En nu zat ik vóór hem. Nog was hij als versuft van de zware slag die hem was toegebracht. Ik moest hem en zijn gezin uitvoerig vertellen, wat zijn jongen mij had meegedeeld. En toen kon ik zeggen, dat hij mij de opdracht had gegeven: "Wilt U mijn ouders en mijn zusters zeggen, dat ik mijn zonden verzoend weet in het bloed van Christus?"

Toen greep er iets plaats, dat een onuitwisbare indruk op mij gemaakt heeft. Deze man, nog bedolven onder zijn smart, stond op, het was of zijn figuur iets profetisch kreeg en met krachtige stem sprak hij het uit: "Dominee, dan hebben we alle reden om God te danken!" Is ook dit niet alleen mogelijk geweest door de kracht van het geloof?
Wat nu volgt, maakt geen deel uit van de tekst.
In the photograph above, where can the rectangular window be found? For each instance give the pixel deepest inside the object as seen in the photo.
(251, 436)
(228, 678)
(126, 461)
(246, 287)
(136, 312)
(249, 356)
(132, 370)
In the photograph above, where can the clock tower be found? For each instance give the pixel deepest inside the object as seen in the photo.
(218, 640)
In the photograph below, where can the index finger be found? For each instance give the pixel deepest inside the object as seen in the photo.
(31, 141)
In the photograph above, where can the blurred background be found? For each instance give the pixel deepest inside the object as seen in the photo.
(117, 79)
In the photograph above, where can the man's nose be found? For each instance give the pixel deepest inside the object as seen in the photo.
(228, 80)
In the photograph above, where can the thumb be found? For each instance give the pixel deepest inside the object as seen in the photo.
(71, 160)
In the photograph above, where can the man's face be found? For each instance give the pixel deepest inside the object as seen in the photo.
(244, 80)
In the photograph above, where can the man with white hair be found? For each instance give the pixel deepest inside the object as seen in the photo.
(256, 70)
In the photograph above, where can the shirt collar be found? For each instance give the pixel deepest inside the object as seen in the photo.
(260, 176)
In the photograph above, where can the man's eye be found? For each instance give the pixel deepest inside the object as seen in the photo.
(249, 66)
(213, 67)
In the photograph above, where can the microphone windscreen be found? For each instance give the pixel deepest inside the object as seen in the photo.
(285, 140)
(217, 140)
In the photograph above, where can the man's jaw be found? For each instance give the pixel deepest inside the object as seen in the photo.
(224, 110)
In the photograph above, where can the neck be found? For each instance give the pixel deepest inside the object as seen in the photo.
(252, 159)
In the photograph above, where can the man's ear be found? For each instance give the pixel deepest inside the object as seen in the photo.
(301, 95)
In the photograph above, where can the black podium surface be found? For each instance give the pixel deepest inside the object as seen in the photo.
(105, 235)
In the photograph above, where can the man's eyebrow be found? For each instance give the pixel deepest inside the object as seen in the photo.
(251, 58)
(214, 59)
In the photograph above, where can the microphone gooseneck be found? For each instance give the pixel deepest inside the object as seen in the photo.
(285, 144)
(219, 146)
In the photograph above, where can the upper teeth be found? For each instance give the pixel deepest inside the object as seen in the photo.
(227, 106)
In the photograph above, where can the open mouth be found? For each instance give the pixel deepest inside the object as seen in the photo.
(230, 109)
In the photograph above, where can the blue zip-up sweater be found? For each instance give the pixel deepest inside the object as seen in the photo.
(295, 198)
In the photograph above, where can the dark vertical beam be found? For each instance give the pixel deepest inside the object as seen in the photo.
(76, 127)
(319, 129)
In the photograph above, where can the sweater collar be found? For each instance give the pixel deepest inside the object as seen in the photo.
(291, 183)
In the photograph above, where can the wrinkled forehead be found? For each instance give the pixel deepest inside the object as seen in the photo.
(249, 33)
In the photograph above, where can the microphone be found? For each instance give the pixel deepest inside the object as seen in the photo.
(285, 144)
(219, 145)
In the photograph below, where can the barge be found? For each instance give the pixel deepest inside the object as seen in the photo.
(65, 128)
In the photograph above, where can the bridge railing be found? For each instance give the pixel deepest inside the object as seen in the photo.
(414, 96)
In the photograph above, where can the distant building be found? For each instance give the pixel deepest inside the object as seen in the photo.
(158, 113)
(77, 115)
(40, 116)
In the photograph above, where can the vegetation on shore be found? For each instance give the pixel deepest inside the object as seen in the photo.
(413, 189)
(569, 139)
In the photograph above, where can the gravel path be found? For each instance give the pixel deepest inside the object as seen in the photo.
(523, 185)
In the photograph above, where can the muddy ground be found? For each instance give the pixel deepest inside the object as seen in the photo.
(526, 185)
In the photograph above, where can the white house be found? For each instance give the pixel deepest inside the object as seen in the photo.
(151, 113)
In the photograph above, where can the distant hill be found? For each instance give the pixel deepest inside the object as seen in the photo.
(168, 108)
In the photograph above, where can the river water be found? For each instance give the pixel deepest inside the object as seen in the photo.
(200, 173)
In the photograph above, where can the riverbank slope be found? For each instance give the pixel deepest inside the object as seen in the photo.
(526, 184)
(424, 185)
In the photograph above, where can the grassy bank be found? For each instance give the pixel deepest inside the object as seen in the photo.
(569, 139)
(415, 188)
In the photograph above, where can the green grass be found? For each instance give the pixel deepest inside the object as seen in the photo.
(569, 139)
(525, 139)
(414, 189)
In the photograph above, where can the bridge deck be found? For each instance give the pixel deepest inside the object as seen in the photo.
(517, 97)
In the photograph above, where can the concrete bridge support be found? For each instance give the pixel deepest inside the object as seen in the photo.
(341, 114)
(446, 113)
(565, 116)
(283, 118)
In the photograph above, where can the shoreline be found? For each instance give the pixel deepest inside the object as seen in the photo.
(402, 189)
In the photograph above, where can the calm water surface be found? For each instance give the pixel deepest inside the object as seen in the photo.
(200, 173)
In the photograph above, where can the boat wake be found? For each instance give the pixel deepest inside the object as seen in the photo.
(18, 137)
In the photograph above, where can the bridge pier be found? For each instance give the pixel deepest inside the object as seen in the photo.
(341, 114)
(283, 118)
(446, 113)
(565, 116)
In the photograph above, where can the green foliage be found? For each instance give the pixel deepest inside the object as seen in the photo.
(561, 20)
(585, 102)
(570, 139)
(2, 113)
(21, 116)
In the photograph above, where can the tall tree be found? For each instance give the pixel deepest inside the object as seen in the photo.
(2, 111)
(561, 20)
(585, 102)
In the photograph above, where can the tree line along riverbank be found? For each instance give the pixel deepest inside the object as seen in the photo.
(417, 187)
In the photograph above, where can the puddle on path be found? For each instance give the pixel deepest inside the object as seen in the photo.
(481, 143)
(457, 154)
Geen woord van haat of van wraak werd gehoord, hoewel zij ook hun huis waren uitgedreven, maar alleen dank aan God, omdat Deze hun jongen in Zijn heerlijkheid had opgenomen. Veel heb ik hier niet meer aan toe te voegen."

Verzetsherdenkingskruis[bewerken | brontekst bewerken]

Na de oorlog ontving Jan Verhoeff postuum het Verzetsherdenkingskruis 1940-1945 bij Koninklijk Besluit van 20 september 1982. Prins Bernhard reikte het in 1983 uit aan zijn zus Pie Verhoeff.